Whilst I’ve been fortunate to return to India since that seminal journey (mostly as a “mule” taking Bollywood long players to Delhi to subsidise return visits to the Himalayas), it was only at the end of 2019 that I was first invited to perform in the country. On a previous trip, I’d been asked by a friend to bring some drum skins back to South Africa for him and, as a result, was introduced to (although did not physically meet) tabla master, Amjad Khan. We exchanged a few messages and promised to connect when I was next in Delhi. Not long after I was contacted by one Yaduveer Singh Thakur about doing a nationwide tour through the Motherland. I was well pleased. Being overly obsessed with the Indian box cello, the sarangi, I asked Amjad if he knew anyone who played the instrument and, as a result, I was connected with Mudassir Khan who came highly recommended. A few emails later, we were officially a touring band.
It seems impossibly fortuitous that the celestials and traffic gods aligned to allow “One Morning in Gurgaon” to be. All the music you hear contained within is the result of singular takes. Time didn’t allow for more. Amjad chose what songs we would play.
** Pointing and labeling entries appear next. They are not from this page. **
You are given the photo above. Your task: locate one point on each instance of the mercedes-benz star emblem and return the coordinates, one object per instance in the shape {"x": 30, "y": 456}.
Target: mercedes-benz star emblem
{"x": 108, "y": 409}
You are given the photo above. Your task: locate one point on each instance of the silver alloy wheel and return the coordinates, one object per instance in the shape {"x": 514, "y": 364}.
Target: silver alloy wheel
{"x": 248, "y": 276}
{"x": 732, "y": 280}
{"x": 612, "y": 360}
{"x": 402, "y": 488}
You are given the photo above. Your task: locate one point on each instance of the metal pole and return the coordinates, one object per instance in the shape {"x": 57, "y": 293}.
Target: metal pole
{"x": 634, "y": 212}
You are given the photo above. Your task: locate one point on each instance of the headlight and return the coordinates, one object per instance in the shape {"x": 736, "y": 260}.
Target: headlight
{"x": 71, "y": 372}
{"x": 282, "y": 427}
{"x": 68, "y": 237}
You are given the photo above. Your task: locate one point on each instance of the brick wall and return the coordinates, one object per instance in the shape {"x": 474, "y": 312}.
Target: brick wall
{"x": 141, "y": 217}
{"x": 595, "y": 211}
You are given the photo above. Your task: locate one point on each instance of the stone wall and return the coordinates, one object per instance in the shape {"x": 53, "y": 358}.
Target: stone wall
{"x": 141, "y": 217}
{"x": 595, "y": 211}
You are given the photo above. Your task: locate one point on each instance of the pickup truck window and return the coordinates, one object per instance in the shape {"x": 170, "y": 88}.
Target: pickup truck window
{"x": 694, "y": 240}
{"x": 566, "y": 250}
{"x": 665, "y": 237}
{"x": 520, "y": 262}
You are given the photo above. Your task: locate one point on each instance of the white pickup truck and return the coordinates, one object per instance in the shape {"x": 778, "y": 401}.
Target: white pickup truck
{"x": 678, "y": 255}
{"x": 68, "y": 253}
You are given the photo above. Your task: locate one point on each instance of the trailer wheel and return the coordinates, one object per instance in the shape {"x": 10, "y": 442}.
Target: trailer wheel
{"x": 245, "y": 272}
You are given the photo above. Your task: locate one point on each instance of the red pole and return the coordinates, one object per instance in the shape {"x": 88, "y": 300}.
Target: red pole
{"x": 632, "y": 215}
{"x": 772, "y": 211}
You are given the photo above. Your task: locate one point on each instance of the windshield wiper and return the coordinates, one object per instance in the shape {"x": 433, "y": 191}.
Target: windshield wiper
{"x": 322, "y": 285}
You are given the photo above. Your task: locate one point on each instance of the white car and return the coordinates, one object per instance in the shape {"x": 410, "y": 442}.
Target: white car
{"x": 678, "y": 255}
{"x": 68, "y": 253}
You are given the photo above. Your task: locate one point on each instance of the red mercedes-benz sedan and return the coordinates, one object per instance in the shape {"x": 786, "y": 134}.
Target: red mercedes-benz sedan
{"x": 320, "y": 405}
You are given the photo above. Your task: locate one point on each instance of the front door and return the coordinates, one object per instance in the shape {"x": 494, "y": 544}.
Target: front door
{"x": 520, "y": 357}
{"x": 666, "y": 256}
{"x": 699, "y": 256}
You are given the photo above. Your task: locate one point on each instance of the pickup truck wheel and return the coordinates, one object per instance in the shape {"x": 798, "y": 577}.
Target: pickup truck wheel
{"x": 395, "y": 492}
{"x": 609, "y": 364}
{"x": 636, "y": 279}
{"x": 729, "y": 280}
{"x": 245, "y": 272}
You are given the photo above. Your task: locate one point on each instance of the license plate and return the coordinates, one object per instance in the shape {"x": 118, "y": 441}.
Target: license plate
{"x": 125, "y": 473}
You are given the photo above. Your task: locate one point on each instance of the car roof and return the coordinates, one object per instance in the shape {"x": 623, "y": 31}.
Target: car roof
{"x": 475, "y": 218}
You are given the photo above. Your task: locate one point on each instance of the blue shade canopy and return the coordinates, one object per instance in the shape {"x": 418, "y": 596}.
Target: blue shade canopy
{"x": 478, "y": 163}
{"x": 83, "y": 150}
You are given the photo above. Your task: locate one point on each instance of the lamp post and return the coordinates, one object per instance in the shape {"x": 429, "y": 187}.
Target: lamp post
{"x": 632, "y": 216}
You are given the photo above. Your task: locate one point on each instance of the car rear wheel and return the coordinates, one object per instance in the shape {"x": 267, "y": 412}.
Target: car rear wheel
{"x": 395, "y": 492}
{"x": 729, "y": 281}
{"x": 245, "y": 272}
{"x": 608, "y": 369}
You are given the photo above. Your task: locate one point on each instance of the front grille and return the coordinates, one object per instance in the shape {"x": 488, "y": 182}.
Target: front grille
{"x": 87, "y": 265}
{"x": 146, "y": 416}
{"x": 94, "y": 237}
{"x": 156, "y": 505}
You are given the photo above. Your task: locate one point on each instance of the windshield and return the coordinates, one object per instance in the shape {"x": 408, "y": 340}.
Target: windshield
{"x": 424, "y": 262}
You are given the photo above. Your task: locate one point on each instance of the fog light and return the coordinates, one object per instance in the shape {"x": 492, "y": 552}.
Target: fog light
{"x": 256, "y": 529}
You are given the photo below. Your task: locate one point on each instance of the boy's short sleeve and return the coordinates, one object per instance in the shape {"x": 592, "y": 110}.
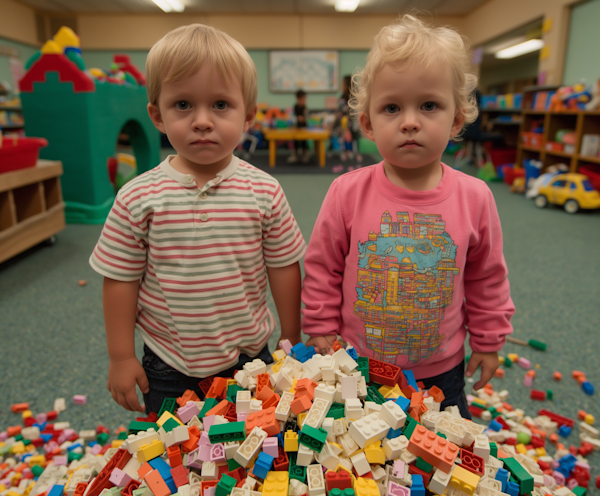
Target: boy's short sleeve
{"x": 283, "y": 243}
{"x": 120, "y": 253}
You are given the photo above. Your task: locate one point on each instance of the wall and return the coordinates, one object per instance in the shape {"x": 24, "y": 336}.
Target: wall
{"x": 583, "y": 56}
{"x": 496, "y": 17}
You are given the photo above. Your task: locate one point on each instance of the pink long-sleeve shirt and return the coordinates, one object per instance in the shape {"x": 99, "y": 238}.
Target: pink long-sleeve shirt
{"x": 404, "y": 275}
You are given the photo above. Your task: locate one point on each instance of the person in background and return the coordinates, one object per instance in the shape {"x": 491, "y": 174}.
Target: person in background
{"x": 301, "y": 115}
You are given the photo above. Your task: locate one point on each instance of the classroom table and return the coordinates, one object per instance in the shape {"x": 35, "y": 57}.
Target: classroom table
{"x": 318, "y": 136}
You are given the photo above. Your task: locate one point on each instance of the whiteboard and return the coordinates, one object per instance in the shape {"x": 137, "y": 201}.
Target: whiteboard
{"x": 311, "y": 70}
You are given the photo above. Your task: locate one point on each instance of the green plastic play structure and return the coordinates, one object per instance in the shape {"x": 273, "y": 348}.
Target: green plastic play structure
{"x": 82, "y": 116}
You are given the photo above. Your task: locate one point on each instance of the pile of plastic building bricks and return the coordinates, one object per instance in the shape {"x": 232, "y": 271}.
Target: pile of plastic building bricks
{"x": 336, "y": 425}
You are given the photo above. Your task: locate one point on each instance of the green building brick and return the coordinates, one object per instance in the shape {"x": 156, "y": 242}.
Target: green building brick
{"x": 169, "y": 405}
{"x": 313, "y": 438}
{"x": 521, "y": 475}
{"x": 209, "y": 404}
{"x": 170, "y": 424}
{"x": 225, "y": 485}
{"x": 223, "y": 433}
{"x": 423, "y": 465}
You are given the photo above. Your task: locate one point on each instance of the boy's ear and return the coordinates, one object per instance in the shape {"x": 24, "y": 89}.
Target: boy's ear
{"x": 156, "y": 118}
{"x": 250, "y": 116}
{"x": 458, "y": 123}
{"x": 366, "y": 126}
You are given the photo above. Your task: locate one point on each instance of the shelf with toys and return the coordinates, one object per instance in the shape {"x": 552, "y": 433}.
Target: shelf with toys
{"x": 560, "y": 126}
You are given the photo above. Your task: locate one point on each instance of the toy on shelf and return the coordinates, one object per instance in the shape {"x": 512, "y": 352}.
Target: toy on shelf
{"x": 571, "y": 190}
{"x": 574, "y": 97}
{"x": 81, "y": 113}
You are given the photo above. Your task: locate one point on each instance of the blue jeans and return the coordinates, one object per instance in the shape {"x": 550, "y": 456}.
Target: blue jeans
{"x": 452, "y": 384}
{"x": 166, "y": 382}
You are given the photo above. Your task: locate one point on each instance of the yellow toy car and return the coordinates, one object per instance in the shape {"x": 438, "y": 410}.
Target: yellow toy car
{"x": 571, "y": 190}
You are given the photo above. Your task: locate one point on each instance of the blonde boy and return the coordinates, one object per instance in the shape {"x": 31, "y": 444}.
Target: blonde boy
{"x": 406, "y": 255}
{"x": 188, "y": 247}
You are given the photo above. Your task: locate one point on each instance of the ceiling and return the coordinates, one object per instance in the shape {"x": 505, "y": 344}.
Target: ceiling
{"x": 438, "y": 7}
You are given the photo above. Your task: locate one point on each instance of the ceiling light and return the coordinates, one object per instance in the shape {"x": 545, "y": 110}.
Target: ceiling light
{"x": 520, "y": 49}
{"x": 346, "y": 5}
{"x": 170, "y": 5}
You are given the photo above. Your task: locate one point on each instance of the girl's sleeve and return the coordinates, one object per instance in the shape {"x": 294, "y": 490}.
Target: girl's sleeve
{"x": 487, "y": 291}
{"x": 324, "y": 268}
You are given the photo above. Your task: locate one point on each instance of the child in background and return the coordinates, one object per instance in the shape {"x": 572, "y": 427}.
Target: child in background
{"x": 301, "y": 114}
{"x": 188, "y": 246}
{"x": 406, "y": 255}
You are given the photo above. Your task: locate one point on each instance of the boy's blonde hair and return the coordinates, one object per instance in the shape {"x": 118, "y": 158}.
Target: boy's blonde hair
{"x": 180, "y": 53}
{"x": 413, "y": 41}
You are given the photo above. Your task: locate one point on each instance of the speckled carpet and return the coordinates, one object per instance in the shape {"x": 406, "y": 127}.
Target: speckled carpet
{"x": 52, "y": 338}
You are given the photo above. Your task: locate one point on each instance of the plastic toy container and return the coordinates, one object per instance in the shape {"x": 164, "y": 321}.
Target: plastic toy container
{"x": 20, "y": 153}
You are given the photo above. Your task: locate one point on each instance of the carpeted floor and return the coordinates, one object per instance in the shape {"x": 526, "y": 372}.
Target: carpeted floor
{"x": 52, "y": 336}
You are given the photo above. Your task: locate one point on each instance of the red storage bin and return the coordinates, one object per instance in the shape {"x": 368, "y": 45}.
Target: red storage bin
{"x": 19, "y": 153}
{"x": 592, "y": 171}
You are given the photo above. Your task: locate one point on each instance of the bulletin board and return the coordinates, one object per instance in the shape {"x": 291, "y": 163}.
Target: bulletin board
{"x": 314, "y": 71}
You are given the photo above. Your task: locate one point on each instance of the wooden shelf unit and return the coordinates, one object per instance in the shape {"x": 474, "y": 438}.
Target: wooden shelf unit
{"x": 31, "y": 207}
{"x": 582, "y": 122}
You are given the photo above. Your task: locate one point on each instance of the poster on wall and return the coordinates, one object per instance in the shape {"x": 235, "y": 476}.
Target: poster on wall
{"x": 313, "y": 71}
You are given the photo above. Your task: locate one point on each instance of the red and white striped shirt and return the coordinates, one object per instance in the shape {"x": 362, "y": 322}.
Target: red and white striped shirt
{"x": 201, "y": 255}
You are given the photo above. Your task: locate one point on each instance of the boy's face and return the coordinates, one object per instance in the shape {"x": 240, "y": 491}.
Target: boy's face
{"x": 204, "y": 117}
{"x": 412, "y": 115}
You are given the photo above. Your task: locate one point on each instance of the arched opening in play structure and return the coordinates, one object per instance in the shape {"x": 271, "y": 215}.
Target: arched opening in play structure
{"x": 131, "y": 156}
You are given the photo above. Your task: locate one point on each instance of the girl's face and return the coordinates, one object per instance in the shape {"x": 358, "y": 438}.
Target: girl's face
{"x": 412, "y": 115}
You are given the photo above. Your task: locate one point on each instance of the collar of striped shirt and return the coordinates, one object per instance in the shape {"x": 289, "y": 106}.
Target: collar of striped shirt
{"x": 184, "y": 179}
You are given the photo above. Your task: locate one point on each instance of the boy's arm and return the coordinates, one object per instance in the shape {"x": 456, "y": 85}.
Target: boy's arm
{"x": 124, "y": 370}
{"x": 487, "y": 295}
{"x": 286, "y": 285}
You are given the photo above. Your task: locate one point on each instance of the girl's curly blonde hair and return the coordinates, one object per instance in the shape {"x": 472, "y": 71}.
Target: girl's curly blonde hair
{"x": 413, "y": 41}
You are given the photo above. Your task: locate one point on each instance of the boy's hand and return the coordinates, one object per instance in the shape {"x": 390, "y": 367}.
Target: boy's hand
{"x": 322, "y": 344}
{"x": 123, "y": 375}
{"x": 488, "y": 362}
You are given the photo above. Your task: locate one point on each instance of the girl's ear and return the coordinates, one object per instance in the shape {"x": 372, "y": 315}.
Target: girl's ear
{"x": 156, "y": 118}
{"x": 458, "y": 123}
{"x": 366, "y": 126}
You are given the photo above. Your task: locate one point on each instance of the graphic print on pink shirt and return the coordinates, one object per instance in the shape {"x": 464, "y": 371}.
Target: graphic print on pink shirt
{"x": 405, "y": 280}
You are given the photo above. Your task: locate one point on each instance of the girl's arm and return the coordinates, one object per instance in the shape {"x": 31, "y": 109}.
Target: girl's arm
{"x": 124, "y": 371}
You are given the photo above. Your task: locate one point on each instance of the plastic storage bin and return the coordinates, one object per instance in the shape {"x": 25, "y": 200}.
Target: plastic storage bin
{"x": 20, "y": 153}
Our rendition of “Raag Yaman” presented here was the first and only time we ever played it together. Mudassir gave me a skeleton idea of the raga in spoken word and what unfolded is what you hear here. Everything else was almost certainly telepathic. I was well aware of the intuition and openness in the room that consequential morning in Gurgaon. I feel incredibly humbled to have shared in sound with these two masters and am forever grateful to them both for their profound musicianship, their warm hearts and their spontaneous spirits.